With Nsight Systems, executable doesn't run as expected

Basically we have a bash script to launch a predictor server (once the server is up, the replayer will be launched on another devserver). The script works well to evaluate performance for our models. However, we want to add nsys into the script to trace the system performance. Here is how we use the nsys in our script(skip the lines before this):

When we run the script with this setting, it basically runs for a few seconds and exits from the script without generating anything, no report, no information as the old script before adding this, no error messages.
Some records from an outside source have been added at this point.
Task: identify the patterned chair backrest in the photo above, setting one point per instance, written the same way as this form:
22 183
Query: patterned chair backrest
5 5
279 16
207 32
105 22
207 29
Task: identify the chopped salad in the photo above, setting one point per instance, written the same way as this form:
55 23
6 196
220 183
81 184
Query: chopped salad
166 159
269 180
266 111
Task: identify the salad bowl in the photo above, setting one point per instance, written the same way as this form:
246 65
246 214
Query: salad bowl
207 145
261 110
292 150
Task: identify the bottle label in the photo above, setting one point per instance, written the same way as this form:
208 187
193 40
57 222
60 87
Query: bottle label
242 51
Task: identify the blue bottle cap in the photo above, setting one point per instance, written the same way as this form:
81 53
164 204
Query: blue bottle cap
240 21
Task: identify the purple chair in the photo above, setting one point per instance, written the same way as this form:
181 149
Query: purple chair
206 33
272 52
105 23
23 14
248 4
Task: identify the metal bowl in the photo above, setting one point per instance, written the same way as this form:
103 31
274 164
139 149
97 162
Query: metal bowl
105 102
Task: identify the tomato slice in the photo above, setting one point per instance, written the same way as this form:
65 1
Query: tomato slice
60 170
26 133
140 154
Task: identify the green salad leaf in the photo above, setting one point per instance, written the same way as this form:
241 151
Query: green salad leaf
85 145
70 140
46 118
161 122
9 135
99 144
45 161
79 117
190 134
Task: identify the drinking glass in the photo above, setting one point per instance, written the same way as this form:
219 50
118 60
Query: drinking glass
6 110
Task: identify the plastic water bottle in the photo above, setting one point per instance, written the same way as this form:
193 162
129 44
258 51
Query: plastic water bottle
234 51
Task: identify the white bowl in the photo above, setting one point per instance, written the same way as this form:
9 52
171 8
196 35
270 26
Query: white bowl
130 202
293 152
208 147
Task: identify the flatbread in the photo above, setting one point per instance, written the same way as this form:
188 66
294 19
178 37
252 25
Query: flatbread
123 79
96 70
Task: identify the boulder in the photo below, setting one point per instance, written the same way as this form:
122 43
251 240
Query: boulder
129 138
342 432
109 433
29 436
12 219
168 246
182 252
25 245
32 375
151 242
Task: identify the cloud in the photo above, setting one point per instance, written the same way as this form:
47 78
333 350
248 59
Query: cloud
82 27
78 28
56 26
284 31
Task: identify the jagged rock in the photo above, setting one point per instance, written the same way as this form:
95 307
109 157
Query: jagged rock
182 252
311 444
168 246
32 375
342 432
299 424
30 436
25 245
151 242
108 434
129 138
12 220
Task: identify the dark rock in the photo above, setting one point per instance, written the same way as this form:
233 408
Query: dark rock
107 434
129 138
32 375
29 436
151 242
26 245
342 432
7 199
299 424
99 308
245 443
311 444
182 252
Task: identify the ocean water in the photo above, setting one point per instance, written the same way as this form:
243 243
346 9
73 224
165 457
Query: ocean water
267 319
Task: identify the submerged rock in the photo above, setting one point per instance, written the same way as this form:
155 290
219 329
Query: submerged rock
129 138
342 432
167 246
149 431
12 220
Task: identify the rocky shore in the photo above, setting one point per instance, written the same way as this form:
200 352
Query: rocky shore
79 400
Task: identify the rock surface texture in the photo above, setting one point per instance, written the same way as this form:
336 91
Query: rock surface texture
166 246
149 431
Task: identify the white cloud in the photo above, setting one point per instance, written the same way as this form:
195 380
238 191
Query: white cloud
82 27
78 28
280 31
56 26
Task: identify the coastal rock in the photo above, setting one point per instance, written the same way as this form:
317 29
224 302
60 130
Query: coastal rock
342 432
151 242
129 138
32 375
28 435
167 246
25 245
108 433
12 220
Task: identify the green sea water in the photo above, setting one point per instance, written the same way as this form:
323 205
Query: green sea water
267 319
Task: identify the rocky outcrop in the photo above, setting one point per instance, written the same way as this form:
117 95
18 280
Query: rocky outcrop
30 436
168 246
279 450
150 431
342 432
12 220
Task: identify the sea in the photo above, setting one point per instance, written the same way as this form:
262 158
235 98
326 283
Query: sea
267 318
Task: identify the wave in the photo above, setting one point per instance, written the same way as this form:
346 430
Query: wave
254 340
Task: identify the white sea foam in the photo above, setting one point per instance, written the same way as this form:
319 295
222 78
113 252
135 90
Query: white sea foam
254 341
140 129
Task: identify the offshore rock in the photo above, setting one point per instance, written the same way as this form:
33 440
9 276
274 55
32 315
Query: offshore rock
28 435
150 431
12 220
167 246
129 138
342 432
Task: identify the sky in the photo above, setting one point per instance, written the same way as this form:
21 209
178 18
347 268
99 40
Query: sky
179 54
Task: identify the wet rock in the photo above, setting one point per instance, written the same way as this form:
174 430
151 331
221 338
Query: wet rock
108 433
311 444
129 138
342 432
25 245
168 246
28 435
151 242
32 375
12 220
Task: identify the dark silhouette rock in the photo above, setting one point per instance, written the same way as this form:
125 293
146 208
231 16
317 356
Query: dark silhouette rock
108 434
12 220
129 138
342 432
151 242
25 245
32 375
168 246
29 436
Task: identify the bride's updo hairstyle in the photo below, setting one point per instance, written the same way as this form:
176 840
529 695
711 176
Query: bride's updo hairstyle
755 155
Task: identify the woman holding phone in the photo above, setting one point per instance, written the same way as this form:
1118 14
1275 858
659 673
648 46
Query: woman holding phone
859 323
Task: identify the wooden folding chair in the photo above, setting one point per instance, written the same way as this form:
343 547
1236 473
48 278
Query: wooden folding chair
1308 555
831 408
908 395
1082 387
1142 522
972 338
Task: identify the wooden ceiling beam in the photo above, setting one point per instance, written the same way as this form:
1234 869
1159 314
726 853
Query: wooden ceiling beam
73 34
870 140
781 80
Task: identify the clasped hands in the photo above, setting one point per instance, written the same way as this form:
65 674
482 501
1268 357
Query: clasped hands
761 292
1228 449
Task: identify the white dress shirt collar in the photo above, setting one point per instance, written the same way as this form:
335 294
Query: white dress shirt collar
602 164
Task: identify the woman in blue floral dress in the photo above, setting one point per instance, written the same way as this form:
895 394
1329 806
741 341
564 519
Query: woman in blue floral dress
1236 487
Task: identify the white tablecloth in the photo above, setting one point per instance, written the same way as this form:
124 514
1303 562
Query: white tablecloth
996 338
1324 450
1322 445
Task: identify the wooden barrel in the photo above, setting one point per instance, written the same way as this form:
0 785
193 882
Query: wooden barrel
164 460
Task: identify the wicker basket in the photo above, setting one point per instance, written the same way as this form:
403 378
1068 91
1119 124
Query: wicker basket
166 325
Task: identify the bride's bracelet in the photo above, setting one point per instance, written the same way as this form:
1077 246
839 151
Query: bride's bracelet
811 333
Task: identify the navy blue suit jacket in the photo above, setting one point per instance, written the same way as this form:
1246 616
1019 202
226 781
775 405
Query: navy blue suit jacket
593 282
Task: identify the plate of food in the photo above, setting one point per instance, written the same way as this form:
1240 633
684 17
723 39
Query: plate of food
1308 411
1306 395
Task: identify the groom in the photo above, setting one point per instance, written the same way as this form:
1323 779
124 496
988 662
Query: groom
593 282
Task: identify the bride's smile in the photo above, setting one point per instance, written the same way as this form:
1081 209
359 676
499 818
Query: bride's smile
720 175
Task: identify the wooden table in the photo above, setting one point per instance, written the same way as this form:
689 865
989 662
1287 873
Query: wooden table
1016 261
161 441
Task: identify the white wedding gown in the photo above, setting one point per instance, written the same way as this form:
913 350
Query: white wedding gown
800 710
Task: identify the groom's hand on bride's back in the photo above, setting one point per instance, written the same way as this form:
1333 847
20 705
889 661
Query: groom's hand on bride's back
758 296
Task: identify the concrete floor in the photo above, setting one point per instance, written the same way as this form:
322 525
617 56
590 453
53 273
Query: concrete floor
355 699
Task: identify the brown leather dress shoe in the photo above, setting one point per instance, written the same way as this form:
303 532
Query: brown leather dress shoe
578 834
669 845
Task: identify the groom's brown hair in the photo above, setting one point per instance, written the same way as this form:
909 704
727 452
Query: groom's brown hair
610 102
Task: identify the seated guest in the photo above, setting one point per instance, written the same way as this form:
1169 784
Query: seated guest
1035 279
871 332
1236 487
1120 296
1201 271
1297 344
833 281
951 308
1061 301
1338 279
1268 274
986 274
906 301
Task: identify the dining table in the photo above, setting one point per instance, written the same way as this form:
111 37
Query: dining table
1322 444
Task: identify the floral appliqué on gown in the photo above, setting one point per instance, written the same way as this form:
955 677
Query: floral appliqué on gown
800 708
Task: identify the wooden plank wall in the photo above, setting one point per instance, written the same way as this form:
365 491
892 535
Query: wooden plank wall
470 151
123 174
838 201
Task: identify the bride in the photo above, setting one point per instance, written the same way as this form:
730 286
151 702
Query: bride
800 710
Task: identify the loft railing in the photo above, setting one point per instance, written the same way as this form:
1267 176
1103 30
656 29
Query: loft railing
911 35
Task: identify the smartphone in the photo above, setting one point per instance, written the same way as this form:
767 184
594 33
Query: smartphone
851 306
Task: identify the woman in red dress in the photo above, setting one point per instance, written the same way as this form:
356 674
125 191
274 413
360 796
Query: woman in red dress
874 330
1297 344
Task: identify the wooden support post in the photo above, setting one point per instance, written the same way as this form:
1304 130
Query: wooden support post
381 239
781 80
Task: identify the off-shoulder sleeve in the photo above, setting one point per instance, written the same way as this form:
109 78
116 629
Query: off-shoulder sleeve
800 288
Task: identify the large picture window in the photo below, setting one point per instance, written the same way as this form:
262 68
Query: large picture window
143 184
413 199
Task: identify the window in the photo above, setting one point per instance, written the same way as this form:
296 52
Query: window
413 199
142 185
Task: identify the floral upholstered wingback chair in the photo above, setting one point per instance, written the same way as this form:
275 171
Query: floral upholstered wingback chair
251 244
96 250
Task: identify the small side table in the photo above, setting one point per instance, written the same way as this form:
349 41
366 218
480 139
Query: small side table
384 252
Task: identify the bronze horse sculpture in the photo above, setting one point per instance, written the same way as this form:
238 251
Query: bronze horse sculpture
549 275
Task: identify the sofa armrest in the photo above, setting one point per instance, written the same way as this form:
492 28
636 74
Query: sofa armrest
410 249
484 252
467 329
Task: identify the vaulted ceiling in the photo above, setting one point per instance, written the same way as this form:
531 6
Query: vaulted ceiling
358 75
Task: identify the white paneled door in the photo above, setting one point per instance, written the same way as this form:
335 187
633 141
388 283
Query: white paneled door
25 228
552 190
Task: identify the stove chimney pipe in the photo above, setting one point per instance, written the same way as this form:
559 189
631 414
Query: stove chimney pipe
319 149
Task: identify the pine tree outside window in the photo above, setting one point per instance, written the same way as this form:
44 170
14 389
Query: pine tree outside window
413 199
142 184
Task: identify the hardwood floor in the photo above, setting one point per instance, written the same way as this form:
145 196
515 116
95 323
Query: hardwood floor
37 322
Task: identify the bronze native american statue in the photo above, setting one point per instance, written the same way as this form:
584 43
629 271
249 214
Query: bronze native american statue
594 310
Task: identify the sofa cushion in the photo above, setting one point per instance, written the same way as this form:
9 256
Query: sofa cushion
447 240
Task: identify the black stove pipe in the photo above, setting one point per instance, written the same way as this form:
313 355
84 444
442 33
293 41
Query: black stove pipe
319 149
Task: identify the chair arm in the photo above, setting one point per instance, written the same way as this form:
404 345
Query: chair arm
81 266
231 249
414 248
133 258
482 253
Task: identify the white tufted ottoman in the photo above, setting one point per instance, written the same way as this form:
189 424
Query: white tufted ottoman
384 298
If we run $CMD directly in the script, it works as previously.
If I change “nsys launch” into “nsys profile” and set the options correctly, it generates a report with a period of about 3s. But the script exits very quickly and the server is not up. As a result, we can’t launch our replayer.

I also tried the script without "nsys start "/“nsys stop”. It’s the same. Nothing was coming out.

Can any expert from the community help on this? Thanks!

Does your script launch the predictor server and then terminate or does it stay running while the predictor is active?

If it terminates, I think what is happening is that nsys is tracing the script, and since the script probably does not contain any CUDA/nvtx, we are not collecting any results.

are you catching stdout/err?

I don’t think it launches the predictor server as the script terminates very quickly, within several seconds. There is no stdout/err in the terminal. Even I added “2>&1 | tee server.log” to generate a log file, it didn’t generate anything.

Even when I tried the following two ways to run nsys, they didn’t work:
nsys launch -w true -t cuda,nvtx,cudnn,cublas ./launch_server.sh
where launch_server.sh is the script which can run successfully itself.

nsys launch -w true -t cuda,nvtx,cudnn,cublas /root/jasonjk/bin/predictor_run
where predictor_run is the executable in a binary format

In either case, the command existed in less than 10 seconds and left nothing on screen or in the empty log file.

Hi @AlbertHu, nsys launch is meant to be used with nsys start. If you want to profile the application immediately after it starts, please try nsys profile instead of nsys launch. More details here in the user guide: User Guide :: Nsight Systems Documentation

I have a separate script for nsys start and nsys stop as I want to profile the application after I launch the replayer. However, I have to launch the predictor server before I launch the replayer on a second GPU server. My question is about making nsys work with my application first.

I actually tried “nsys profile”. See my original post about it.

This behaviour is likely to be your application crashing when Nsight Systems is actively profiling it, we’re experiencing the same issue sometimes, and attaching gdb to your predictor binary as it gets spun up by Nsight Systems may be helpful here in order to identify why your application is exiting.